Betriebssicherheitsverordnung
Der sichere Umgang mit Arbeitsmitteln

Um den Verantwortlichen Rechtssicherheit zu geben und um Mitarbeiter zu schützen, wurde im Jahr 2002 die sogenannte Betriebssicherheitsverordnung erlassen. Hinter dem Begriff verbirgt sich eine Sammlung von Vorschriften und Verordnungen zum Thema Arbeitsschutz.

Betriebssicherheitsverordnung

Welche Anlagen und Arbeitsmittel im Betrieb darunterfallen und was sich an der Verordnung geändert hat, erfahren Sie hier.

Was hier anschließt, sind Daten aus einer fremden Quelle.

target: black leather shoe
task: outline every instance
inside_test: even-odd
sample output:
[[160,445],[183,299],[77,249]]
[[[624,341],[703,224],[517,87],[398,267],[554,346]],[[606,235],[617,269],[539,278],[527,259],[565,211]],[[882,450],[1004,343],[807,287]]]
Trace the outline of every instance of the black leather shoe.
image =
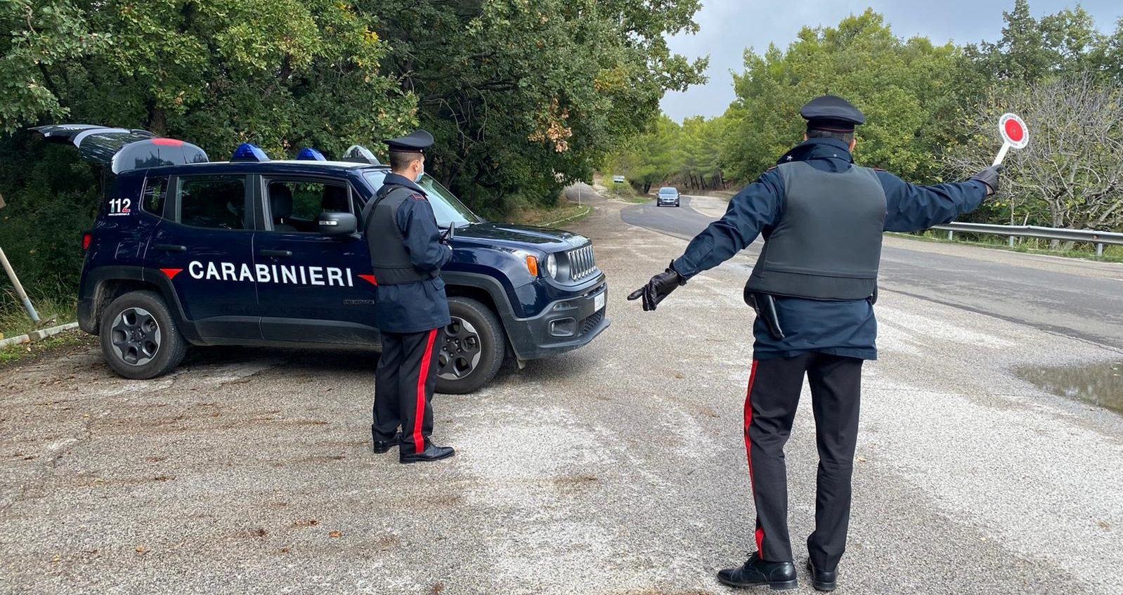
[[394,448],[395,446],[400,445],[401,442],[402,442],[402,434],[400,434],[400,433],[395,433],[394,437],[391,438],[390,440],[375,440],[374,441],[374,454],[375,455],[385,455],[386,452],[390,452],[391,448]]
[[834,591],[839,580],[838,568],[815,570],[815,565],[811,564],[811,558],[807,558],[807,571],[811,573],[811,586],[815,587],[815,591]]
[[795,578],[794,564],[761,560],[760,555],[756,552],[740,568],[718,571],[718,580],[731,587],[768,585],[775,591],[787,591],[800,586],[800,582]]
[[439,447],[437,445],[429,445],[429,448],[424,449],[422,452],[414,452],[413,455],[407,455],[405,452],[399,452],[399,459],[402,463],[428,463],[431,460],[447,459],[456,454],[453,447]]

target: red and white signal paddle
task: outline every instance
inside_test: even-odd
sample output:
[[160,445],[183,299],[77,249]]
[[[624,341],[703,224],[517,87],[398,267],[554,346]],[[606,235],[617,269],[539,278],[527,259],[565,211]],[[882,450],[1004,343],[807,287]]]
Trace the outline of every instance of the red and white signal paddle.
[[1001,164],[1006,158],[1010,147],[1020,149],[1030,144],[1030,131],[1025,128],[1025,122],[1014,113],[1003,113],[1002,118],[998,118],[998,134],[1002,135],[1003,144],[992,166]]

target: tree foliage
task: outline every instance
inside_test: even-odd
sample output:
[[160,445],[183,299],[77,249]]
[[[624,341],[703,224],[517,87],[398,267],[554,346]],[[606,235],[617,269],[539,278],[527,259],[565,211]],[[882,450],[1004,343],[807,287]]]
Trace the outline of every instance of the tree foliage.
[[666,116],[646,132],[633,137],[605,162],[613,174],[624,175],[641,192],[667,183],[688,189],[724,186],[720,140],[721,118],[687,118],[682,125]]
[[696,0],[377,0],[389,72],[419,98],[432,170],[474,207],[553,203],[706,61],[669,53]]
[[733,177],[756,177],[800,141],[800,108],[822,94],[844,97],[865,112],[857,149],[864,164],[912,178],[938,171],[933,156],[949,140],[939,122],[955,117],[962,91],[955,46],[896,37],[867,10],[837,28],[804,28],[786,51],[746,52],[745,63],[725,113],[723,155]]
[[[329,156],[418,123],[473,207],[553,202],[705,60],[697,0],[4,0],[0,245],[33,291],[73,292],[97,172],[22,128],[146,128],[226,158],[243,141]],[[28,234],[28,230],[31,230]],[[15,247],[13,247],[15,246]],[[0,300],[3,300],[0,293]]]
[[[968,218],[1123,230],[1123,19],[1107,34],[1083,8],[1035,18],[1026,0],[1003,19],[995,42],[935,46],[895,36],[867,10],[804,28],[785,49],[747,51],[736,100],[705,122],[723,139],[720,176],[743,183],[772,166],[802,139],[800,108],[821,94],[866,113],[859,163],[917,183],[989,165],[1002,146],[998,117],[1013,111],[1029,125],[1030,146],[1010,153],[1005,190]],[[686,140],[688,126],[660,121],[618,167],[654,185],[682,176],[692,159],[707,163],[713,145]]]

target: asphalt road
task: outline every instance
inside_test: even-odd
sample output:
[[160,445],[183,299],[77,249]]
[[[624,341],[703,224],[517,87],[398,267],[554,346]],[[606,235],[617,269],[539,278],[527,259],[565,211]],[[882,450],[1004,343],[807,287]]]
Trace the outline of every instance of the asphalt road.
[[[573,227],[609,274],[612,328],[438,396],[435,438],[458,449],[439,464],[369,452],[369,354],[197,350],[148,382],[112,375],[92,347],[0,368],[0,593],[729,593],[714,573],[752,549],[751,257],[642,312],[624,295],[685,241],[636,225],[634,205],[595,207]],[[838,593],[1123,592],[1123,418],[1013,373],[1121,359],[1117,319],[1043,330],[1017,310],[949,305],[976,299],[962,282],[933,301],[921,290],[939,284],[891,267],[1110,275],[919,246],[886,255],[903,262],[887,262],[877,306]],[[802,562],[806,399],[787,460]]]
[[[725,204],[683,196],[678,209],[637,204],[624,209],[621,218],[690,239],[720,217]],[[752,258],[759,253],[759,239],[745,250]],[[1123,266],[1114,263],[889,237],[882,255],[879,291],[1123,349]]]

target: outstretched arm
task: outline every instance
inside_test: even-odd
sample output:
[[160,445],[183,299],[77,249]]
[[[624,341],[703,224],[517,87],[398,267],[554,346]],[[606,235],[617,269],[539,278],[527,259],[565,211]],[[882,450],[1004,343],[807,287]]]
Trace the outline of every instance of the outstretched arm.
[[883,171],[877,178],[885,189],[886,231],[921,231],[951,221],[978,209],[990,192],[987,184],[973,177],[958,184],[917,186]]
[[760,231],[775,226],[783,210],[783,183],[775,170],[749,184],[729,201],[725,214],[710,223],[663,273],[651,277],[647,285],[633,291],[628,299],[643,299],[643,310],[655,310],[686,280],[713,268],[733,257],[757,239]]
[[745,186],[729,201],[725,214],[710,223],[675,259],[675,271],[684,278],[713,268],[743,250],[760,231],[775,226],[783,210],[784,183],[775,168]]

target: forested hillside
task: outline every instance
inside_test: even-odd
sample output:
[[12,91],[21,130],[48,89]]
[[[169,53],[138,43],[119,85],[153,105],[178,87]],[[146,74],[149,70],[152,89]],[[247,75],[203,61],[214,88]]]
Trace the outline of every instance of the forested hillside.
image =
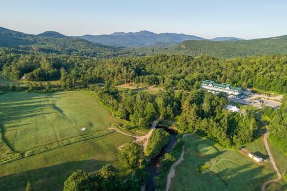
[[156,34],[147,31],[137,32],[116,32],[110,35],[86,35],[75,37],[102,45],[131,47],[142,47],[154,45],[157,42],[181,43],[187,40],[204,40],[203,38],[184,34],[166,33]]
[[84,39],[65,37],[59,34],[49,32],[34,35],[0,27],[0,47],[92,57],[114,56],[120,53],[120,50],[117,51],[114,48]]
[[87,82],[111,79],[118,84],[142,82],[160,84],[167,90],[174,87],[190,90],[198,86],[200,80],[210,79],[243,88],[287,93],[287,57],[284,55],[220,59],[156,55],[94,59],[68,55],[25,55],[2,51],[0,60],[4,76],[13,79],[25,74],[30,80],[58,79],[58,69],[64,67],[72,78]]
[[241,41],[187,40],[177,45],[162,45],[133,50],[146,55],[207,55],[220,58],[287,54],[287,35]]

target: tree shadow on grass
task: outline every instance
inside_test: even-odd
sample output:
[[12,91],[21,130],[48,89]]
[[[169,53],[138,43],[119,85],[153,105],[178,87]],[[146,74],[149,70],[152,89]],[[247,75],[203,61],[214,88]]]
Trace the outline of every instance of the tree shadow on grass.
[[92,176],[107,163],[107,161],[96,160],[67,162],[4,175],[0,177],[0,190],[22,191],[28,181],[32,184],[35,190],[63,190],[65,181],[73,172],[81,170]]
[[[240,157],[236,160],[236,156],[235,158],[233,158],[230,155],[227,155],[226,157],[223,156],[223,157],[216,158],[224,152],[228,152],[228,150],[220,151],[209,155],[201,154],[197,150],[197,145],[203,142],[206,144],[206,144],[207,147],[212,145],[216,147],[214,145],[214,142],[210,140],[201,140],[195,137],[191,138],[194,141],[186,142],[186,147],[189,148],[187,148],[186,153],[184,153],[184,160],[189,161],[188,163],[186,163],[186,165],[189,163],[193,164],[193,165],[196,165],[197,170],[196,171],[196,168],[194,170],[197,171],[198,174],[197,176],[191,176],[194,179],[188,178],[188,182],[182,182],[186,183],[187,186],[189,185],[191,186],[189,188],[190,190],[198,189],[198,185],[193,185],[189,183],[194,182],[199,184],[200,190],[260,190],[261,186],[265,181],[272,180],[276,177],[275,172],[265,163],[257,164],[244,160],[244,158],[241,159],[243,161],[241,161]],[[206,148],[203,148],[204,149]],[[229,158],[230,157],[231,158]],[[222,159],[224,160],[221,161]],[[225,160],[229,160],[231,163],[229,164],[228,161],[227,161],[228,162],[226,163],[222,163]],[[218,166],[215,166],[217,162],[221,163],[218,163]],[[207,169],[206,168],[207,164],[209,166]],[[201,166],[203,167],[202,168]],[[190,171],[192,171],[192,168],[191,168]],[[193,174],[195,172],[192,173]],[[182,174],[178,176],[182,176],[180,178],[180,180],[185,180],[187,178],[184,176],[186,175],[188,175]],[[221,183],[219,183],[218,181]],[[176,184],[179,185],[178,183]],[[178,187],[174,187],[173,190],[181,189],[182,188],[179,187],[180,186],[178,185]]]

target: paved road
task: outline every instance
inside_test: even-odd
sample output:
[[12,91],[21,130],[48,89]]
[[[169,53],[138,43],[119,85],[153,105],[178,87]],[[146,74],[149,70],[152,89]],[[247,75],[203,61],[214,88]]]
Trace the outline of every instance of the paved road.
[[264,134],[264,144],[265,144],[265,147],[266,147],[266,150],[267,150],[267,152],[268,153],[268,155],[269,155],[269,157],[270,158],[270,161],[272,164],[272,166],[273,166],[273,168],[275,170],[276,173],[277,174],[278,177],[276,179],[269,180],[268,181],[265,182],[261,187],[261,191],[265,191],[265,188],[266,186],[272,182],[278,182],[280,181],[281,179],[281,174],[279,172],[277,167],[276,166],[276,164],[275,163],[275,161],[274,161],[274,159],[273,158],[273,156],[272,156],[272,154],[271,153],[271,151],[270,151],[270,148],[269,148],[269,145],[268,145],[268,141],[267,140],[267,137],[268,135],[268,133],[269,132],[269,128],[268,125],[266,125],[266,132]]
[[[187,135],[192,135],[194,133],[190,133],[189,134],[183,135],[182,137],[182,139],[184,140],[184,137]],[[168,181],[167,182],[167,186],[166,190],[166,191],[169,191],[170,186],[170,183],[171,182],[171,179],[173,177],[174,177],[174,175],[175,174],[175,167],[181,162],[183,160],[183,155],[184,154],[184,145],[182,146],[182,151],[181,152],[181,155],[180,155],[180,157],[176,162],[173,164],[173,165],[171,166],[170,172],[168,175]]]

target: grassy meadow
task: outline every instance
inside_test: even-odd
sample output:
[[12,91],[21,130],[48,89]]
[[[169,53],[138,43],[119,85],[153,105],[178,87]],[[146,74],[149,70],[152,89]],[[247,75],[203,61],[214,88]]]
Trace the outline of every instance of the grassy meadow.
[[128,172],[117,159],[118,147],[132,139],[115,132],[2,165],[0,190],[23,190],[28,181],[35,190],[63,190],[72,172],[82,169],[92,176],[107,163],[125,175]]
[[257,163],[243,152],[195,135],[184,140],[184,160],[176,168],[171,190],[260,190],[264,182],[276,177],[270,163]]
[[118,148],[134,138],[107,130],[113,122],[124,123],[86,91],[0,95],[1,151],[11,160],[35,153],[0,165],[0,190],[23,190],[28,181],[36,190],[61,190],[72,172],[93,176],[107,163],[126,175]]
[[[85,91],[0,95],[0,123],[13,150],[32,148],[100,131],[122,122]],[[80,131],[83,127],[85,131]]]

Verordnung für die korrekte Verwendung von Arbeitsmitteln

Die Betriebssicherheitsverordnung, kurz BetrSichV, legt die Anforderungen an die Sicherheit und den Gesundheitsschutz von Beschäftigten bei Verwendung von Arbeitsmitteln fest. Sie behandelt auch den Schutz anderer „dritter“ Personen, die sich im Gefahrenbereich von Anlagen aufhalten, die überwachungsbedürftig sind.

Als Überwachungsbedürftige Anlagen gelten solche, von denen eine besondere Gefahr ausgeht, wie eine Explosion, ein Druck, ein Absturz oder ein Brand.

Die BetrSichV schreibt eine Prüfung dieser Anlagen vor der Inbetriebnahme vor, wie auch regelmäßig wiederkehrende Prüfungen bei besonderen Anlagen. Diese Prüfungen erfolgen durch zugelassene Überwachungsstellen.

Betriebssicherheitsverordnung

Zu überwachungsbedürftigen Anlagen zählen:

  • Aufzugsanlagen
  • Dampfkesselanlagen
  • Druckbehälteranlagen
  • Entleerstellen
  • Feuerlöscher
  • Anlagen in explosionsgefährdeten Bereichen
  • Flugbetankungsanlagen
  • Füllanlagen
  • Füllstellen
  • Lageranlagen
  • Tankstellen
Die Betriebssicherheitsverordnung umfasst inhaltlich ein komplettes Schutzkonzept, das sich auf alle Gefährdungen anwenden lässt, die von Arbeitsmitteln ausgehen.

Grundbausteine der Betriebssicherheitsverordnung sind im Einzelnen:

  • Einheitliche sicherheitstechnische Bewertung für den Betrieb überwachungsbedürftiger Anlagen
  • Mindestanforderungen für die Beschaffenheit von Arbeitsmitteln (sofern sie nicht anderweitig festgelegt sind)
  • Stand der Technik als wichtiger Sicherheitsmaßstab
  • Einheitliche Gefährdungsbeurteilung für die Bereitstellung und Benutzung von Arbeitsmitteln
  • Geeignete Schutzmaßnahmen und Prüfungen

Anfang 2015 wurde die BetrSichV neu verfasst. Seitdem heißt sie offiziell „Verordnung über Sicherheit und Gesundheitsschutz bei der Bereitstellung / Verwendung von Arbeitsmitteln“. Doch der bisherige Titel Betriebssicherheitsverordnung ist noch gültig.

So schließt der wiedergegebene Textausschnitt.